28
jan
09

à-pic

seckaRoman de franck Secka aux éditions Thierry Magnier, 2002.

Pour une fois qu’il peut accompagner son frère au sport d’hiver, le héros ne se fait pas prier. Direction Thal et ses pistes de ski mais aussi la vie en groupe…pas toujours facile quand on est le plus jeune et que l’on (se) découvre. Des découvertes, ce jeune ado en fera, notamment en ce qui concerne les sentiments amoureux et l’attirance pour le corps de l’autre, surtout que c’est celui d’un autre garçon.

Un roman qui se lit très vite, des phrases courtes, des chapitres concis mais une écriture assez lapidaire, sans beaucoup de relief. Si le thème de l’homosexualité est effectivement traité, il arrive assez tard dans le roman et on se demande s’il était nécessaire de planter aussi longtemps le décor. C’est un roman d’apprentissage qui permet de faire vivre les réactions de l’ado, ses sentiments, ses perceptions, ses doutes et ses peurs mais aussi bien sûr le regard des autres. l’ambivalence des sentiments est également intéressante entre Samuel (le grand) qui refuse de reconnaître son attirance et le héros qui lui assume et se retrouve tenaillé par la force du désir d’être en communion.
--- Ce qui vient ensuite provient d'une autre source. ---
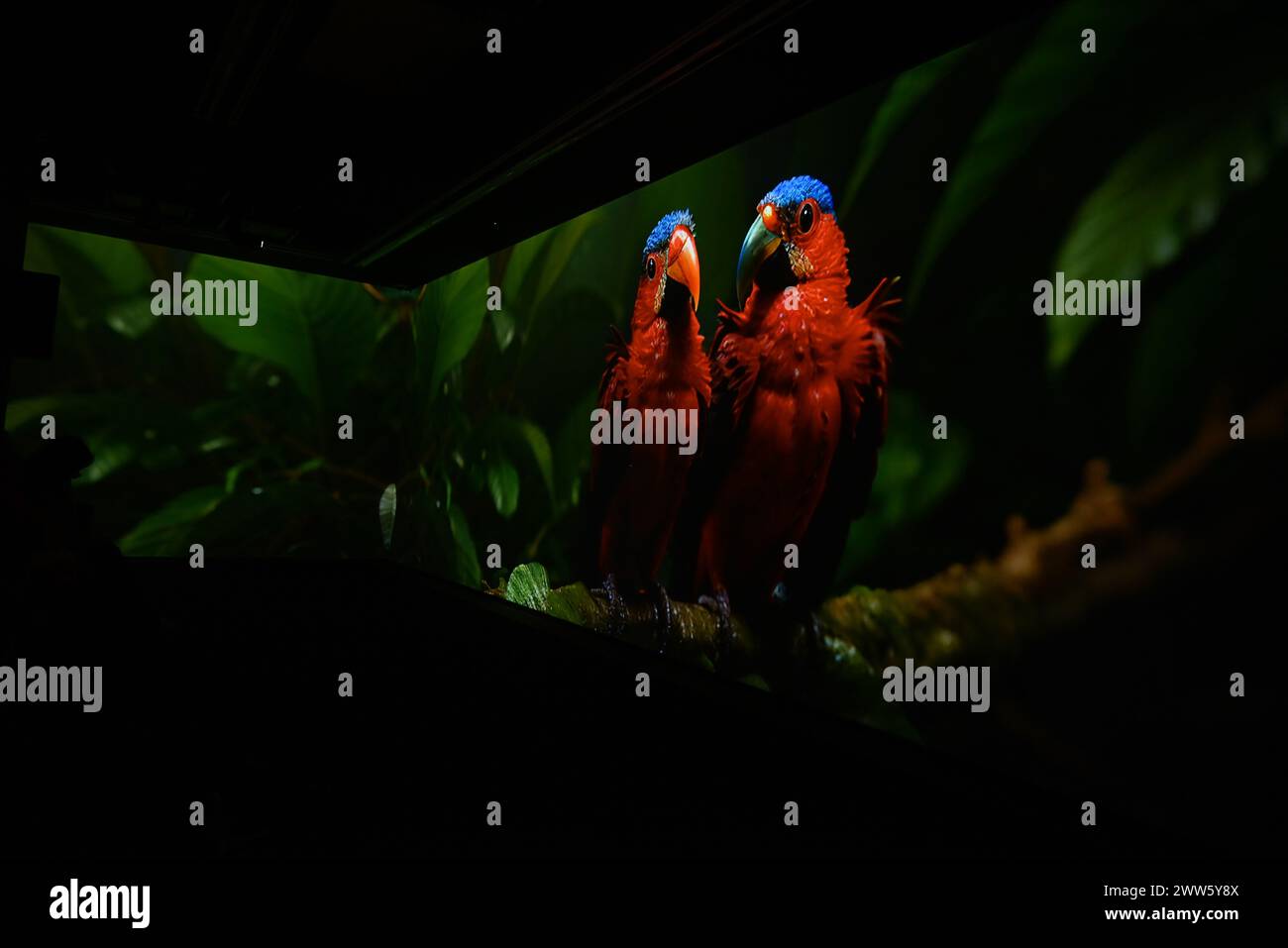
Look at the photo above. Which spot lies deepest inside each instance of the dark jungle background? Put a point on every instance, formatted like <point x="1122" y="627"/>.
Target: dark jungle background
<point x="471" y="427"/>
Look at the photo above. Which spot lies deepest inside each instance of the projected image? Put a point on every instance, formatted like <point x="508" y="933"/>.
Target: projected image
<point x="861" y="410"/>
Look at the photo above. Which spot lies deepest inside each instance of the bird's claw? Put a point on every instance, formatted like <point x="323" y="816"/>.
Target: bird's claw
<point x="719" y="607"/>
<point x="664" y="613"/>
<point x="616" y="607"/>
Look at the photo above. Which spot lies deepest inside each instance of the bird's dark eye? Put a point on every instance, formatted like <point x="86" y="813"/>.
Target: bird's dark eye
<point x="805" y="218"/>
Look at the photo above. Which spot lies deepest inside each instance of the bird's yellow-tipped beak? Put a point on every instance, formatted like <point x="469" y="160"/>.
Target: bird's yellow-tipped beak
<point x="758" y="247"/>
<point x="683" y="257"/>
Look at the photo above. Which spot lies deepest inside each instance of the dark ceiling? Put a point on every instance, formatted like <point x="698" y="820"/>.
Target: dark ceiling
<point x="456" y="153"/>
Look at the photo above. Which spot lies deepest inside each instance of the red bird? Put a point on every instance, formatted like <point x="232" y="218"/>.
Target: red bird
<point x="636" y="487"/>
<point x="799" y="410"/>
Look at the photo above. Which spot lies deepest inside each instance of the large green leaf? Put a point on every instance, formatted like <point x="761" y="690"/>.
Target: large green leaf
<point x="901" y="103"/>
<point x="449" y="321"/>
<point x="537" y="263"/>
<point x="165" y="533"/>
<point x="101" y="277"/>
<point x="528" y="586"/>
<point x="1043" y="84"/>
<point x="1164" y="192"/>
<point x="318" y="330"/>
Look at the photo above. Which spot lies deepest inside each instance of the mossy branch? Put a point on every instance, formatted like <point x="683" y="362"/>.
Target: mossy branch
<point x="988" y="608"/>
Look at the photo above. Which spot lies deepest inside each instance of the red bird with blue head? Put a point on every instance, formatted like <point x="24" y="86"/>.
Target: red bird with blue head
<point x="636" y="489"/>
<point x="799" y="382"/>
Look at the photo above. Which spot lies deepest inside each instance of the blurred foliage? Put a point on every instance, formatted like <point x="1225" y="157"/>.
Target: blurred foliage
<point x="471" y="427"/>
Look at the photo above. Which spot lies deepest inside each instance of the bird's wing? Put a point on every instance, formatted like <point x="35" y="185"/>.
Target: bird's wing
<point x="733" y="375"/>
<point x="864" y="384"/>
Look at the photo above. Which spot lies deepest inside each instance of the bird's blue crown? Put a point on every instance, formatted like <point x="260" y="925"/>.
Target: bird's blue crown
<point x="661" y="235"/>
<point x="791" y="192"/>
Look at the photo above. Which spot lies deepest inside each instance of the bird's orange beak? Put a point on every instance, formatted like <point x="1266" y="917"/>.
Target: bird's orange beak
<point x="683" y="257"/>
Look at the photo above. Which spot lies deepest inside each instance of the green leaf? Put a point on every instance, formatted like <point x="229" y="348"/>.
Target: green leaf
<point x="387" y="507"/>
<point x="914" y="474"/>
<point x="528" y="584"/>
<point x="94" y="265"/>
<point x="901" y="103"/>
<point x="318" y="330"/>
<point x="165" y="532"/>
<point x="526" y="437"/>
<point x="502" y="324"/>
<point x="133" y="317"/>
<point x="1046" y="81"/>
<point x="1163" y="193"/>
<point x="502" y="483"/>
<point x="536" y="264"/>
<point x="449" y="321"/>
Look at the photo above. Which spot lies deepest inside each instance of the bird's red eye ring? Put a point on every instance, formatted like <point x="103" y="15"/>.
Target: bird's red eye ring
<point x="769" y="215"/>
<point x="806" y="215"/>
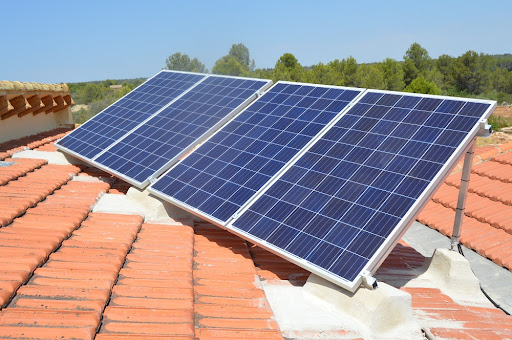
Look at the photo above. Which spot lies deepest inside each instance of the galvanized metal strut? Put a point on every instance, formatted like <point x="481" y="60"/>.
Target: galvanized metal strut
<point x="463" y="193"/>
<point x="485" y="131"/>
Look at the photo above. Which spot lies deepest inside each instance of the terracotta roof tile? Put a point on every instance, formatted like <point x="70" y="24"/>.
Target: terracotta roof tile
<point x="67" y="272"/>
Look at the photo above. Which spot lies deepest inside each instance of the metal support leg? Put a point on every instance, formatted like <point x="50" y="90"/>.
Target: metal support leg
<point x="463" y="192"/>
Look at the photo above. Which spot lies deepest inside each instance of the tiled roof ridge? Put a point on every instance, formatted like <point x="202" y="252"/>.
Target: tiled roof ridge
<point x="484" y="154"/>
<point x="7" y="149"/>
<point x="17" y="86"/>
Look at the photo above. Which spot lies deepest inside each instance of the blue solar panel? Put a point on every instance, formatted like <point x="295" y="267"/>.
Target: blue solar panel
<point x="340" y="204"/>
<point x="178" y="127"/>
<point x="226" y="171"/>
<point x="121" y="117"/>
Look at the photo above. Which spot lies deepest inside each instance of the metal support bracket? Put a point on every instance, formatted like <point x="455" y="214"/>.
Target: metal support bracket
<point x="463" y="192"/>
<point x="368" y="280"/>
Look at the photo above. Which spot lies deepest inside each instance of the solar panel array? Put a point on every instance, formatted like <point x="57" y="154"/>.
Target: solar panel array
<point x="172" y="131"/>
<point x="340" y="202"/>
<point x="220" y="176"/>
<point x="115" y="121"/>
<point x="327" y="177"/>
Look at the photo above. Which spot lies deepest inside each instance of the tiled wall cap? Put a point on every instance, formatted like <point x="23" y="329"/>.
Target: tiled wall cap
<point x="6" y="85"/>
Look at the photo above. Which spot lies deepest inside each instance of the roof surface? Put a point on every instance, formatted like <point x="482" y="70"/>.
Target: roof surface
<point x="67" y="272"/>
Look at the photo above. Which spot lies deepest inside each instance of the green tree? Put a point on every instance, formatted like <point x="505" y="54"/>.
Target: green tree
<point x="241" y="53"/>
<point x="370" y="76"/>
<point x="230" y="65"/>
<point x="473" y="72"/>
<point x="321" y="74"/>
<point x="416" y="62"/>
<point x="91" y="92"/>
<point x="288" y="68"/>
<point x="236" y="63"/>
<point x="393" y="74"/>
<point x="182" y="62"/>
<point x="502" y="80"/>
<point x="344" y="71"/>
<point x="445" y="65"/>
<point x="421" y="85"/>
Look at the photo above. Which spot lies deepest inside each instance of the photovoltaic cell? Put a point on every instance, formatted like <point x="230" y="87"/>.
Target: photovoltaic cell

Or tout cela est traité un peu rapidemment à mon goût et presque avec trop de désinvolture. Ce qui aurait pu être riche et captivant pour un adolescent-lecteur en proie au questionnement sur son identité sexuelle en construction se limite à un récit mal ficelé qui laisse de marbre une fois la dernière page tournée. Dommage.

02
jan
09

Le jour nouveau

Roman de Joël Breurec aux éditions Syros. 2007

breurecjourPhilippe est dans un collège militaire comme pensionnaire une grande partie de l’année, il rentre rarement chez ses parents et lorsque sonne l’heure des vacances, c’est pour aller en camps scout. Philippe ne subit pas, c’est un choix personnel pour lui qui aspire à devenir un officier et qui travaille pour être dans les meilleurs. Mais la vie en communauté fermée comme un collège militaire et son encadrement strict occasionne de mauvaises surprises au héros soudain confrontés à la violence et la lâcheté. Subir ou agir ? Le personnage de Philippe grandit sous les yeux du lecteur.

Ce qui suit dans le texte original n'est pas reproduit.